New research shows corporate demand for cybersecurity skills is rising faster than internal supply, with innovative thinking needed to plug the gap – both in the acquisition and retention of key talent.
The report "Cybersecurity Talent: The Big Gap in Cyber Protection" by Capgemini's Digital Transformation Institute demonstrates that, of all the digital skills necessary for organizations with aspirations of digital leadership, cybersecurity represents the biggest gap between demand for those skills and internal supply.
The report surveyed more than 1,200 senior executives and front-line employees and analyzed social media sentiment of more than 8,000 cybersecurity employees. Sixty-eight percent of organizations reported high demand for cybersecurity skills compared to 61% demanding innovation skills and 64% analytics skills.
Demand for these skills was then set against the availability of proficient skills already present in the organization. This identified a 25 percentage point gap for cybersecurity skills (with 43% availability of proficient skills already present in the organization), compared to a 13 percentage point gap for analytics (51% already present) and a 21 percentage point gap for innovation (40% already present).
"The cybersecurity skills gap has a very real effect on organizations in every sector," said Mike Turner, Chief Operating Officer of Capgemini's Cybersecurity Global Service Line. "Spending months rather than weeks looking for suitable candidates is not only inefficient, it also leaves organizations dangerously exposed to rising incidents of cybercrime. Business leaders must urgently rethink how they recruit and retain talent, particularly if they wish to maximize the benefits from investment in digital transformation."
The demand for precious cybersecurity talent is projected to grow over the next 2-3 years with 72% of respondents predicting high demand for cybersecurity in 2020, compared to 68% today. Set against increasing incidents of cyberattacks and the need for organizations to not only protect themselves but also maximize competitive advantage from digitization, the report recommends a series of tactical priorities for business leaders.
The first priority for companies is to assess how well security is integrated across the organization. What is the culture of cybersecurity outside the team with direct responsibility for keeping data protected? How security-savvy are app developers and network managers?

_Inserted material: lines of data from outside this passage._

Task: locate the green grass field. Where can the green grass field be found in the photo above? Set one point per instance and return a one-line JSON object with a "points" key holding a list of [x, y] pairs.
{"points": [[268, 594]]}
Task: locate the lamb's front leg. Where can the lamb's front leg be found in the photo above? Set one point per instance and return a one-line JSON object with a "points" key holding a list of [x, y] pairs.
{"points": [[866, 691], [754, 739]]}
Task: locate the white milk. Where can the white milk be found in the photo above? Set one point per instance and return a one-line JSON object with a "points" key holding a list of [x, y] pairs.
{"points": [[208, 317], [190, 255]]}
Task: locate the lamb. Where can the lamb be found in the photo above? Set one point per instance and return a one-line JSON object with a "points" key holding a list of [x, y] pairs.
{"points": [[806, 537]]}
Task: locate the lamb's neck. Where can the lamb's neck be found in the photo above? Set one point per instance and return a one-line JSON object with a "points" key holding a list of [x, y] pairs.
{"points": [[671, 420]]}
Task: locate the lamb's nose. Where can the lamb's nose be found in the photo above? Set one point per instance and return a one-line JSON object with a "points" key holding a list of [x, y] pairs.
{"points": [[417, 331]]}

"It's important to make the organization as a whole better at cybersecurity, aligning the enterprise with principles and processes that are secure from the ground up," explains Turner. "Get the basics right, in terms of application development. Develop secure code. Make your network engineers and cloud architects better at securing the cloud. That's a good way to fight the skills gap, because it teaches the organization to be secure by design."
"Another priority is to look at the, as yet, unrecognized cybersecurity skills that lie within," said Turner. "Half of all employees are already investing their own resources to develop digital skills, showing an appetite to upskill. Organizations that struggle to recruit externally may be able to uncover candidates with adaptable skillsets who can be trained. Those functions with complementary and transferable skills include network operations, database administration and application development."
In addition, companies should look at the requirement to embed security into every service and application, and hire business communicators to complement the technical skills in their team. Business analysts and technical marketers could be transferred to cybersecurity roles to enable the company-wide adoption of best practices.
A third priority is for organizations to think beyond the normal recruitment strategies and understand the root skills of cybersecurity. Look at traits and skills present in completely different job roles and interview candidates the organization might not usually consider. Those currently in math roles for example, are often highly skilled at pattern recognition.
"Thinking outside the box is about understanding the transferable skills," adds Turner. "For example, people on the autism spectrum are fantastic at pattern spotting and are often blessed with numerical and problem-solving skills, attention to detail and a methodical approach to work – all useful traits for cybersecurity best practice."
Finally, look at retention of talent. In a highly competitive recruitment market, organizations must also look at engagement of existing employees to ensure talent gaps don't worsen.
Cybersecurity employees value organizations that offer flexible working arrangements, encourage training and prioritize clear and accessible career progression. Within the report, a difficult work-life balance was discussed as one of the five worst aspects of the job by cybersecurity professionals on social media and a main reason why they leave or remain dissatisfied with their company.
The clear majority (81%) of cybersecurity talent agreed with the statement, "I prefer joining organizations where I have a clear career development path," compared to 62% of all respondents in our survey. The number is even higher (84%) for Gen Y and Gen Z employees2, who highlighted a lack of career progression as their number one concern.
Managing these softer but equally important retention issues is a key requirement for building a viable and sustainable cybersecurity offering.
Capgemini Digital Transformation Institute surveyed 753 employees and 501 executives at the director level or above, at large companies with reported revenue of more than $500 million for FY 2016 and more than 1,000 employees. The survey took place from June to July 2017, and covered nine countries – France, Germany, India, Italy, the Netherlands, Spain, Sweden, the United Kingdom and the United States and seven industries – Automotive, Banking, Consumer Products, Insurance, Retail, Telecom and Utilities.
Capgemini also analyzed the sentiments of around 8,400 current and former employees at 53 cybersecurity firms with at least 100 employees on social media. Selected firms operate primarily in the cybersecurity space covering (but not limited to) data security, cloud security, mobile security, enterprise security, email security and application security.